Interactive Investor argues that Lloyds Banking Group’s (LON:LLOY) share price does not reflect the bank’s improved performance, Citywire reports. The comments came after the bailed-out lender’s third-quarter update yesterday when the company also announced the upcoming departure of its finance chief.
Lloyds’ share price rose in the previous session, gaining 1.87 percent to close at 57.72p, as investors digested the results. The shares outperformed the broader UK market, with the benchmark FTSE 100 index adding 41.12 points to close 0.59 percent higher at 7,004.10. This morning, Lloyds’ shares have fallen deep into the red, having given up 1.06 percent to 57.11p as of 08:13 BST, as compared with a 0.98-percent dip in the Footsie.
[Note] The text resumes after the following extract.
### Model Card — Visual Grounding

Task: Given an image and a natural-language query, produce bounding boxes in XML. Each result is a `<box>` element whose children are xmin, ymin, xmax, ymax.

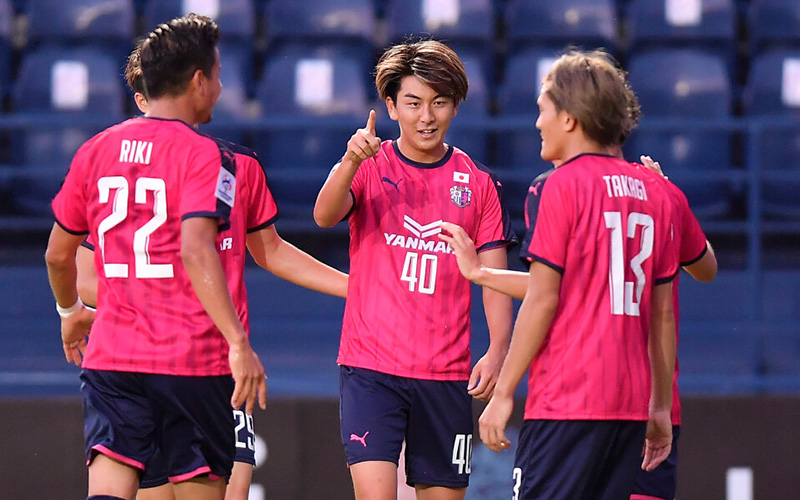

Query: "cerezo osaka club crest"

Interactive Investor weighs in on Lloyds
Citywire quoted Interactive Investor analyst Richard Hunter as commenting yesterday that market consensus for Lloyds had recently improved to a ‘buy’, despite UK bank stocks being out of favour for some time.
“Lloyds bears the additional weight of being seen as a proxy for the UK economy, whose growth has been hampered by the Brexit dilemma,” he continued, adding that the numbers at the bailed-out lender required ‘close monitoring,’ with the group ramping up its lending in what is likely to become a rising interest rate environment.
“The UK consumer, let alone the economy, could yet derail some of Lloyds’ progress to date, even though such a decline would be largely outside of the bank’s control,” Hunter concluded.
Other analysts on bailed-out lender
JPMorgan Chase & Co and Royal Bank of Canada, which see Lloyds as a ‘buy,’ set price targets of 85p and 90p on the shares, respectively, in the wake of the results. According to MarketBeat, the bailed-out lender currently has a consensus ‘buy’ rating and an average price target of 75.95p.